Many of you will know I am a mac advocate, and use a G4 Powerbook as my main computer. As this computer has no pcmcia slot, there has been no easy way to connect the laptop to mobile data, other than by using your handset as a modem device.
This isn’t very convenient; the overhead of bluetooth seems to slow your connection down, and it means you can’t take calls and use mobile data at the same time.
However, Vodafone are now marketing the perfect solution – a mobile device that supports 3G and GPRS data connectivity, and presents over USB. The device is presently free on the £45/month unlimited data package.

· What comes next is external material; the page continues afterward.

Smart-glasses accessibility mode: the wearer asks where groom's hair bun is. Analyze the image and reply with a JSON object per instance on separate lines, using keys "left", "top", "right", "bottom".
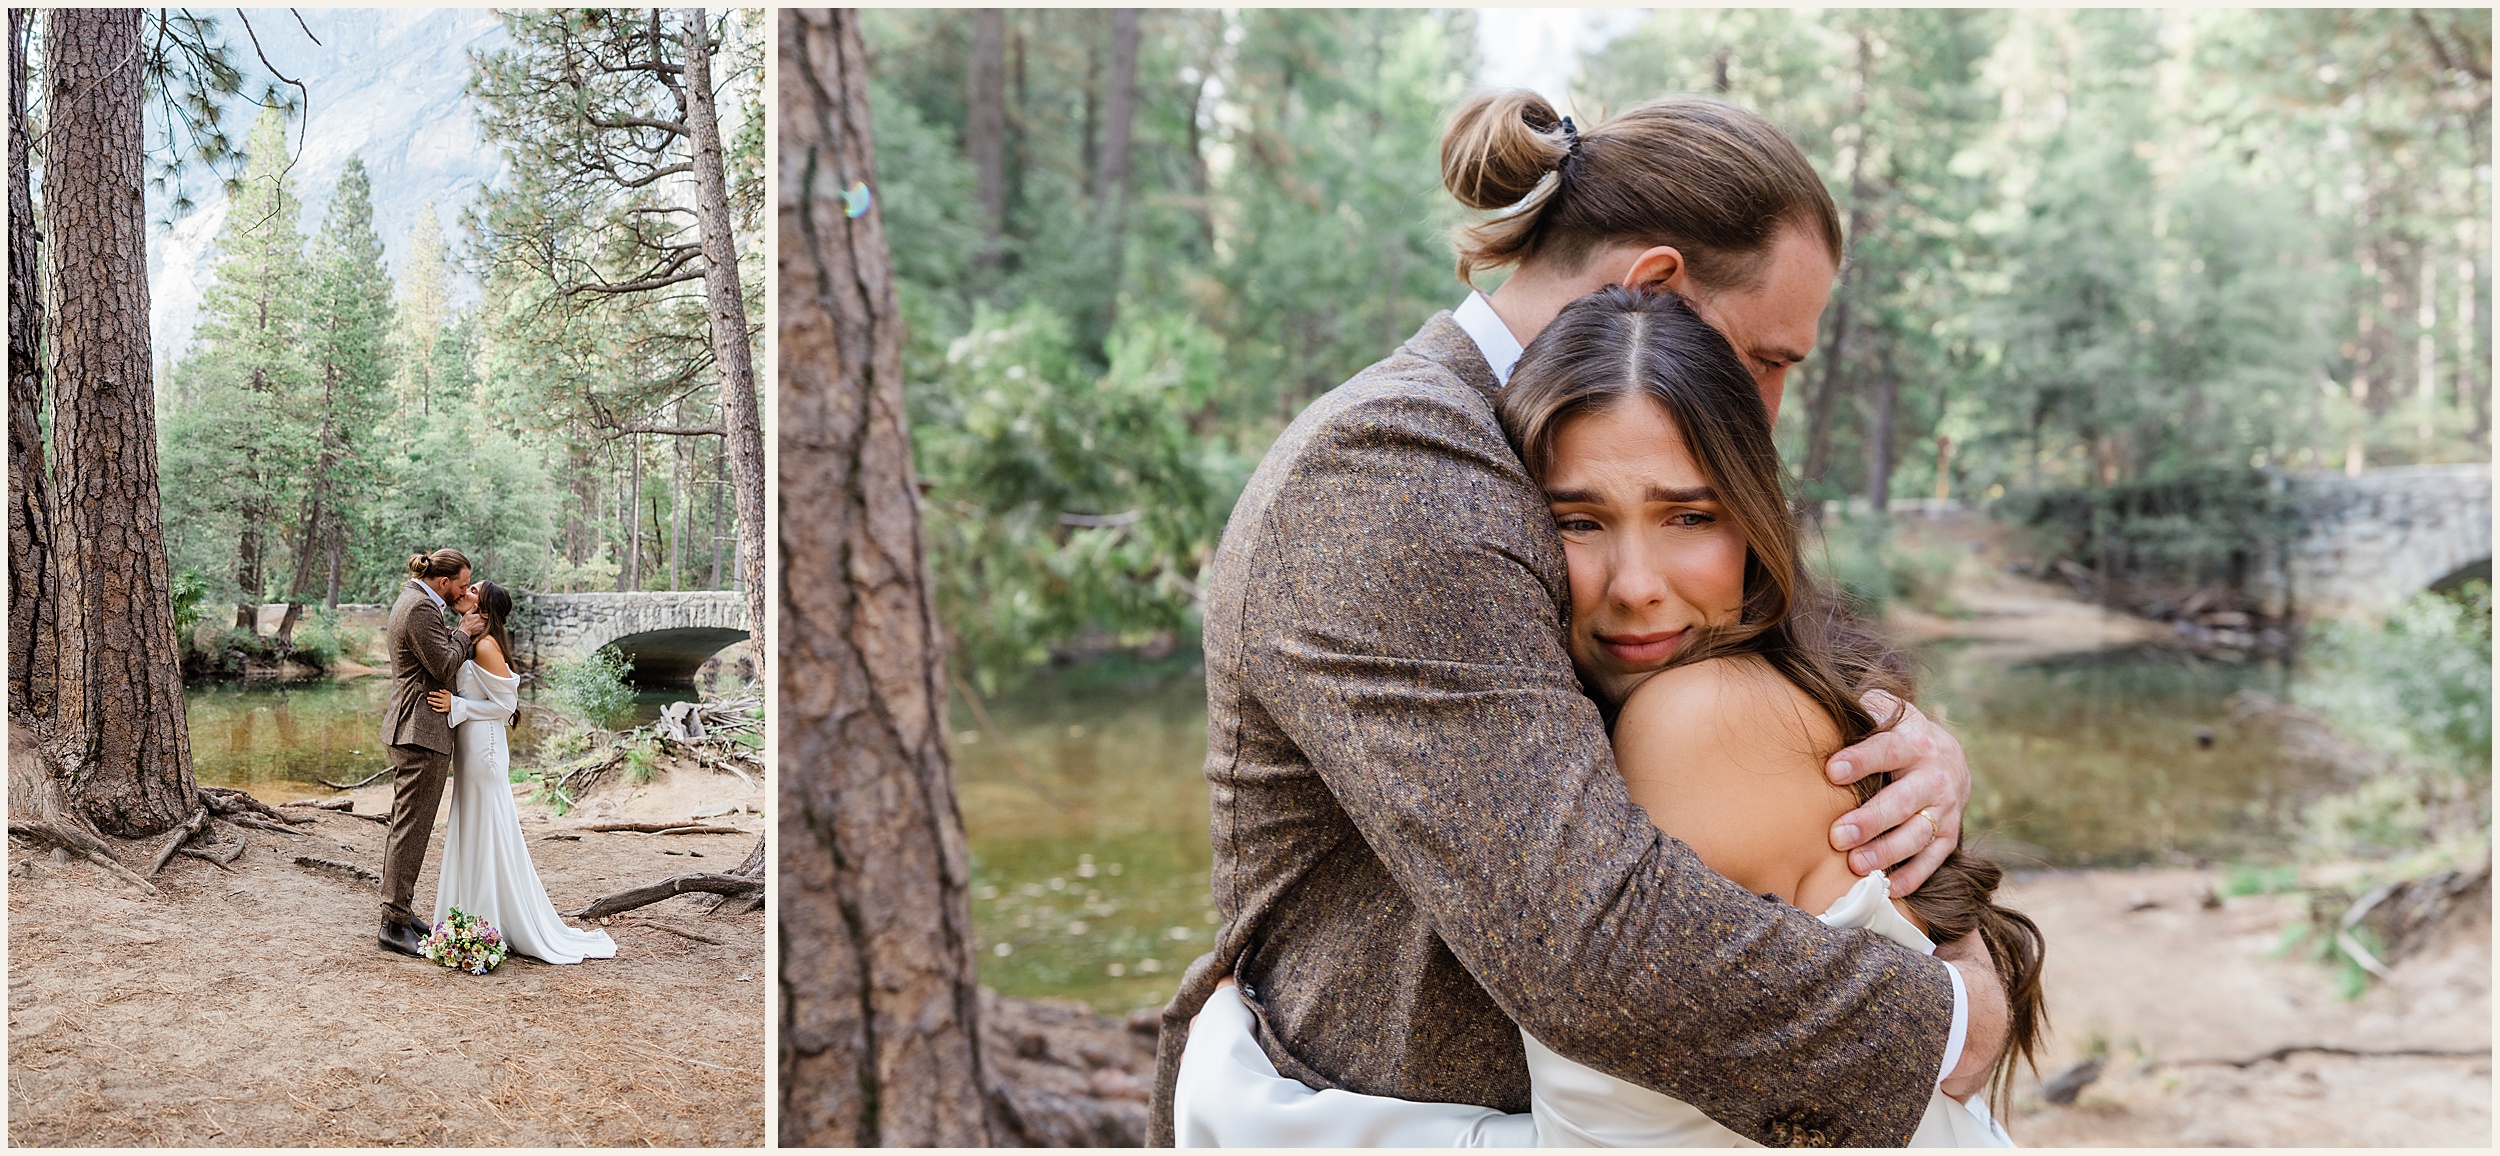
{"left": 1440, "top": 88, "right": 1573, "bottom": 212}
{"left": 409, "top": 549, "right": 472, "bottom": 580}
{"left": 1440, "top": 90, "right": 1842, "bottom": 292}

Firstly, installing the bundled application was a breeze, and the Vodafone tool has a neat little installer which creates a Network Location for you, and sets up the built-in apple internet dialup tools, so no need to leave third party tools on your laptop, as you must with the Orange dialup tool on a Windows platform.
In Sheffield S11, there is only GPRS service, so I could dial up and check it worked, but wasn’t amazed. If my DSL dies, then it wont be a pleasure working on that for a whole day.
On the train, passing through the city centre, it is possible to enjoy what Vodafone describe as ’3G Broadband – with speeds up to 1.3Mbps’. Latency hurts me much more than actual throughput, as most of my work is done ssh’d into a remote server .. and the latency dips to really good/low levels when in this 3G Broadband mode..
64 bytes from 195.92.195.92: icmp_seq=1073 ttl=47 time=103.000 ms
When in normal 3G mode, Vodafone claim you should be able to shift 384Kbps, latency is still not a barrier to getting work done.
64 bytes from 195.92.195.92: icmp_seq=1471 ttl=47 time=260.176 ms
When in GPRS mode, the latency is really nothing to write home about, and the performance depends a lot on where you are (is much better on the approach to big cities, although this could be down to the fact that there’s a lot of slowing down on approach).
64 bytes from 195.92.195.92: icmp_seq=729 ttl=47 time=981.672 ms
All in I’ve managed to get some work (and some chatting on irc!) done, and it is making the trip pass quickly (this article was posted at high speed in south Leicestershire).
Will try a more scientific test when I use it for mobile working at less high speeds!